Agencies detail plans to decrease aviation congestion

Transportation Department favors market-based solutions, but outside observers say these solutions are unproven.

While Transportation Department and Federal Aviation Administration officials said Tuesday they were implementing new strategies to reduce air traffic congestion, an industry representative said Transportation was relying on unproven experiments.

At a Senate Commerce Aviation Subcommittee hearing, Air Transport Association Executive Vice President John Meenan said service reductions by major airlines will not result in fewer delays in major airports, especially in the New York region.

Three airports in the New York metropolitan area account for 45 percent of flight delays system-wide, according to the ATA, and Meenan was critical of FAA and Transportation's plans to auction airlines' flight slots and encourage airports to implement congestion pricing against airlines.

"The DOT seems intent on leaving a legacy of failed but costly experiments that "do nothing to reduce congestion and flight delays in New York or anywhere else," Meenan said.

Transportation has favored market-based solutions to reduce congestion, such as slot auctions and congestion pricing, while it views flight caps, which have been implemented in the New York area, as only part of the solution. Government Accountability Office Physical Infrastructures Director Susan Fleming said the department has not demonstrated how slot auctions will help reduce congestion and added that FAA and DOT efforts will have a "limited" effect on delays this summer.

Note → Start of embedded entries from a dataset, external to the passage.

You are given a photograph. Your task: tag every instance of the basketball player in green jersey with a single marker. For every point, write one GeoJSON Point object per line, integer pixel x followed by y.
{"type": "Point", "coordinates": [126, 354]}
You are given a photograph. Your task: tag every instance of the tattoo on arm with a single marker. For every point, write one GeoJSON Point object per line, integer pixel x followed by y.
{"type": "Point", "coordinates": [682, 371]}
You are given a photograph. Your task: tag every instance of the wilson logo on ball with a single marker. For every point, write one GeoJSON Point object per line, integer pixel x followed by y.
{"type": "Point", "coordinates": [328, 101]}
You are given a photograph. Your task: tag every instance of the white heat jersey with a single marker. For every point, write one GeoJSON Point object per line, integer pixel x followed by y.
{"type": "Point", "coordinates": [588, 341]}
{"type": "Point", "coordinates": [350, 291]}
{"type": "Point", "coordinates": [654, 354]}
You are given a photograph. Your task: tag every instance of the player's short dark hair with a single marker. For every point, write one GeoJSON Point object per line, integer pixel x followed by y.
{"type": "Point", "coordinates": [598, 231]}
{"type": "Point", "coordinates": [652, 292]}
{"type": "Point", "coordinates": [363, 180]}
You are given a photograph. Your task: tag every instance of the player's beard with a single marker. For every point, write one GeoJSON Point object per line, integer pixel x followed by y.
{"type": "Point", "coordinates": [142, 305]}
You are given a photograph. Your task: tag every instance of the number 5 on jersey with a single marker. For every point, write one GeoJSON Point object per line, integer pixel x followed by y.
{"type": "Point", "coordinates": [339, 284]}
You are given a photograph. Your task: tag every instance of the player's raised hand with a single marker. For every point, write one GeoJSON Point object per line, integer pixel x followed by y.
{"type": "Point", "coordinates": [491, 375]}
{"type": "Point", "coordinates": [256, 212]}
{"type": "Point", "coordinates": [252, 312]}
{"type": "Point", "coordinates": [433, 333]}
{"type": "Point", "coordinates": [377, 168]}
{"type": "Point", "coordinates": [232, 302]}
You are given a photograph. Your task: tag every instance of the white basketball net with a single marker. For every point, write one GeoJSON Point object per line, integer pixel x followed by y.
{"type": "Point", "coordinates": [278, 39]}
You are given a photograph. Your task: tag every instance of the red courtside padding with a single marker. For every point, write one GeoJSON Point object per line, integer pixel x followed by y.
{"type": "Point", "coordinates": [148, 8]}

FAA Air Traffic Organization COO Hank Krakowski pointed to other congestion reduction initiatives, such as increased routes over the Atlantic Ocean and new "playbook" routes for avoiding inclement weather, including the use of military airspace. He added that new and extended runways and airfield configurations will help expand flight capacity. All agreed that implementing the digital NextGen air traffic control system and implementing new satellite technology nationwide by 2013 is an important goal.

Subcommittee members also used the hearing to sound off against oil speculation and the effect it is having on the industry. Meenan said the industry was being "decimated" by a $20 billion increase in fuel expenses compared to 2007, and as airlines restructure and slash service, higher fares can be expected.

Senate Commerce Committee ranking member Ted Stevens, R-Alaska, said he supported legislation criminalizing oil speculation. Aviation Subcommittee Chairman John (Jay) Rockefeller, D-W.Va., was concerned that states like his with smaller airports would feel the brunt of the airline's service cuts.